Finding or displaying the shortest path through a ground plane to power supply ground

I have designed a 2-layer P.C.B. with a ground plane on both sides of the board.
There are many areas of the ground plane that are separated from one another
by traces. I have made 100’s of modifications to the traces on the board to get
the ground plane to be electrically connected to all the /GND pads on the P.C.B.

Now I am wondering about what path through the ground plane the current will be
returning on. I surmise that some pads will have a long spaghetti like route to get
from a /GND pad to the power supply ground.

Question 1: What problems will I incur with a ground plane strategy like this?
Question 2: Is this the correct way to use the ground plane?
Question 3: Should vias be used to stitch the top and bottom ground planes?

And the real reason for this post:

Question 4: Is there a way to display what path through the ground plane the
current will take. ( I am assuming I could click on a /GND pad and then click
on the /GND pad that exits the board to the power supply , and see a track
drawn on the screen showing the shortest route through the ground plane. )

Ok, thanks for listening.
Jason.

The questions surrounding GND planes are abundant this week. This is at least the third.

Watch this video from Rick Hartley (from altium). It’s 2 hours 19 minutes, and worth all of it.

First goal is to have a single undisturbed GND plane. Often this is not possible on a two layer PCB. First compromise is to allow “dog bones” / “hop unders” to make it possible to finish routing of nets that are crossing each other. The denser a PCB becomes, the more compromises you have to make. The costs are higher EMI and signal integrity degradation. The PCB will still “work”, but it may become difficult to pass EMC regulations (for commercial projects).

GND plane is so important (in high speed digital designs) that on a 4 layer PCB, both inner layers are often used as GND layers. (This reduces distance between a signal line and it’s GND return from 1.6mm, to 0.2mm or less.

In (“low speed”) analog designs, considerations for PCB design are… different.

No.
You should do everything you can to have at one side full continuous GND plane.
If it is not possible you should really consider using 4 layer board.

You can use vias for example like I have done it in this PCB:

All vias you see there are GND.

The way current will take through GND plane depends on this current frequency.
Imagine you have full GND at bottom and at top you have a track that runs along the short sides of a right triangle.

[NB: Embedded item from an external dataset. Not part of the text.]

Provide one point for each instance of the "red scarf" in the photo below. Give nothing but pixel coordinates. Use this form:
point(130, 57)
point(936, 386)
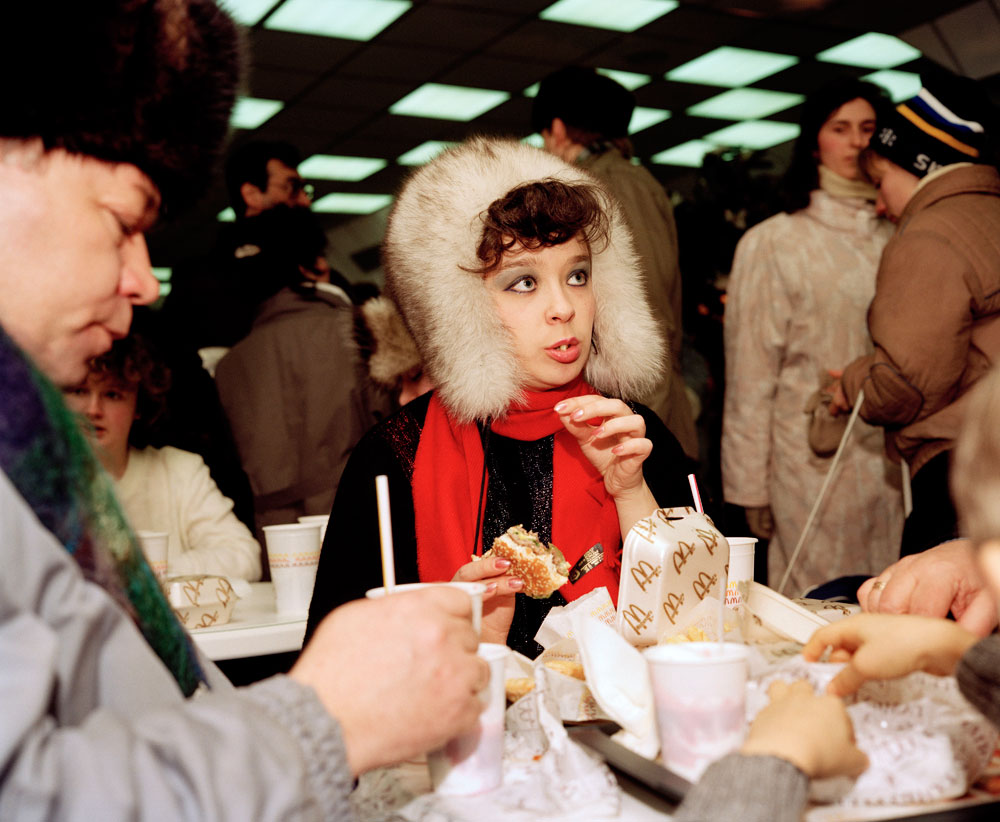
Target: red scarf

If the state change is propagated through this track than this signal return current DC content will go back through the GND plane the shortest way (along the hypotenuse). The higher frequency part of this slope the more closer to going just under the track it will select. You should use continuous GND plane to ensure the best return current path for each signal and each its frequency contents.
You can read much more about it in pdfs linked here (hope they are still valid):

The above comments are pretty much true, but it also depends a lot on the circuit (references to “high speed”…I would strike the word “digital” because high speed analog is no less critical.)

I have a 2 layer board which I built a few years ago. It centers around a SEPIC converter which runs at 200 KHz or so. This could be a problem but it runs OK. I built it for myself and have attached the project file. I have no objection to anyone copying it but I would be amazed if anyone did.

One point is to understand where a good ground plane is important and where it is less so.

Another point: Instead of chopping and jumpering my ground plane, I chopped and jumpered the slower signals where I needed to do so.